Apple (Malus domestica Borkh.) is widely cultivated in New Zealand, being a significant export crop. European canker (EC), caused by the fungal pathogen Neonectria ditissima, is the leading cause of apple trunk disease. It reduces the growth and yield of apple trees and may cause the death of the entire tree. In this study, culturable endophytes from apple shoots were investigated as a source of potential biocontrol agents to protect apple trees from N. ditissima infection.
Apple shoots without disease symptoms were taken from Lincoln University (Canterbury), Nelson and Hawke’s Bay orchards between 2015 and 2016 for endophyte isolation. A total of 1004 endophytic bacteria and 81 endophytic fungi (representing 33 fungal morphology groups) were screened for biocontrol activity against N. ditissima using dual culture assays. Eighteen bacterial and 18 fungal isolates inhibited radial growth of three N. ditissima isolates. Sixteen antagonistic bacteria were isolated from commercial varieties (Royal Gala, Braeburn and Jazz) in Integrated Fruit Production (IFP) managed orchards in all three regions and two from a heritage variety (Grimes Golden) from Hawke’s Bay Plant and Food Research orchard. Twelve antagonistic fungi were isolated from commercial varieties in IFP managed orchards across Nelson and six from organic orchards in Hawke’s Bay. The 18 bacteria and 15/18 fungi were from low EC infection blocks (infection rate ≤30%).

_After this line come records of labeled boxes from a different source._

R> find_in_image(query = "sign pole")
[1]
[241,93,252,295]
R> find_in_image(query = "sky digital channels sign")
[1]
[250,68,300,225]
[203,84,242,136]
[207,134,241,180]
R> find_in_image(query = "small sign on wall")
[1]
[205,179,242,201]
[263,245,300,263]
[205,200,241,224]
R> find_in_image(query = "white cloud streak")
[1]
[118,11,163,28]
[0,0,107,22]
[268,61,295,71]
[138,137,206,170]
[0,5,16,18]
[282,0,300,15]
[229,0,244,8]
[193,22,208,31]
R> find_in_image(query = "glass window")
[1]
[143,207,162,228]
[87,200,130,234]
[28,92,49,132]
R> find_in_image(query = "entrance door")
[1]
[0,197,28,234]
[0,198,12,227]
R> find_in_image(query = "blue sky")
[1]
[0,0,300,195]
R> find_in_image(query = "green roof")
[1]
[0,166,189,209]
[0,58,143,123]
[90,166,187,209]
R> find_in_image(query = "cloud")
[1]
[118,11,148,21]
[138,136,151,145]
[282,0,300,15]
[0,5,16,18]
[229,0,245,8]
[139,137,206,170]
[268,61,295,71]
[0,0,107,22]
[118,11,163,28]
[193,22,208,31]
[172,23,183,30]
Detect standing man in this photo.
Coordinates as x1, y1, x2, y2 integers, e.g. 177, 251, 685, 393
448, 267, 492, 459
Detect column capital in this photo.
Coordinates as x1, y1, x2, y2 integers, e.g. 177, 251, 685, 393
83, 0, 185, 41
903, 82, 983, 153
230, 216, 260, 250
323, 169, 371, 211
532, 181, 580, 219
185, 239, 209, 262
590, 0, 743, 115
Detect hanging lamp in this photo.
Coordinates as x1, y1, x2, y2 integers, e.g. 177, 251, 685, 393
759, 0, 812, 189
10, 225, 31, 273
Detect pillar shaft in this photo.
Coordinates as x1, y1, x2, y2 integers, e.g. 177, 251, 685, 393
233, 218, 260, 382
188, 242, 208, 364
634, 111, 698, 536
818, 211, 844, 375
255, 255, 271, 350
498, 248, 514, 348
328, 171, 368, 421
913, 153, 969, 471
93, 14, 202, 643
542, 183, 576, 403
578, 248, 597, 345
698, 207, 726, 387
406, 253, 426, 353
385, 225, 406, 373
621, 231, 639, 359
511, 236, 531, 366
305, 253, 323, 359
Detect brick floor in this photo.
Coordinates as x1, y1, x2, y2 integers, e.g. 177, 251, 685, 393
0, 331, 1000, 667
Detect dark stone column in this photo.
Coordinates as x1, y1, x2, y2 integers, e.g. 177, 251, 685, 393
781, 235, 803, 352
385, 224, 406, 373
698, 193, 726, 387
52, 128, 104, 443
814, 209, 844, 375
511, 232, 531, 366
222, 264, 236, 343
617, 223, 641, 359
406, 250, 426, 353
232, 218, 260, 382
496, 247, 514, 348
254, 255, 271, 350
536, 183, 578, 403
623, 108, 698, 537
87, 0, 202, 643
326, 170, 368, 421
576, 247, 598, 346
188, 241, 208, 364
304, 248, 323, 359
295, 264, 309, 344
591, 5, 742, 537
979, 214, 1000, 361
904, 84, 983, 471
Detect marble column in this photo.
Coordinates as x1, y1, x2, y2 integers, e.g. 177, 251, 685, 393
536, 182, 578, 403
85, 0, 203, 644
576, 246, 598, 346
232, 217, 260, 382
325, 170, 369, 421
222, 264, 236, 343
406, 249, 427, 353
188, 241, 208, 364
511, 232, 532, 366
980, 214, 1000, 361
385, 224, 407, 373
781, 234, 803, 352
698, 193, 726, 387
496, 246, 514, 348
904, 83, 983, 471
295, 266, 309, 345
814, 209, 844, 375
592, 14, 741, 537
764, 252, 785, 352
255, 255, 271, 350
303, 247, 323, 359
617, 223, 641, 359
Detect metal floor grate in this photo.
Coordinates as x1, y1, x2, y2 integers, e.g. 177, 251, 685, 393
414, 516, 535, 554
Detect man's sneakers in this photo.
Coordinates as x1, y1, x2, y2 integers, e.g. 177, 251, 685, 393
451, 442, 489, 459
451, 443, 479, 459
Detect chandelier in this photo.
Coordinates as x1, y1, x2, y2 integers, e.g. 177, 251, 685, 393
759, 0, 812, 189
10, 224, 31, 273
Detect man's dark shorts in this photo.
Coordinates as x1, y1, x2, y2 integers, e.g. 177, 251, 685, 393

The isolates were identified using PCR sequencing, and potential pathogens eliminated from further studies leaving 16 bacterial and 15 fungal isolates. These bacterial isolates were identified as Bacillus and Pseudomonas species, and fungal isolates identified as Epicoccum, Chaetomium, Biscogniauxia, Neoseptophoma, and Penicillium species. Seven bacterial and 13 fungal isolates were positive for siderophore production assessed using chrome azurol S blue agar plates. This study indicated that endophytes isolated from apple tissues have the potential for use in sustainable control of N. ditissima.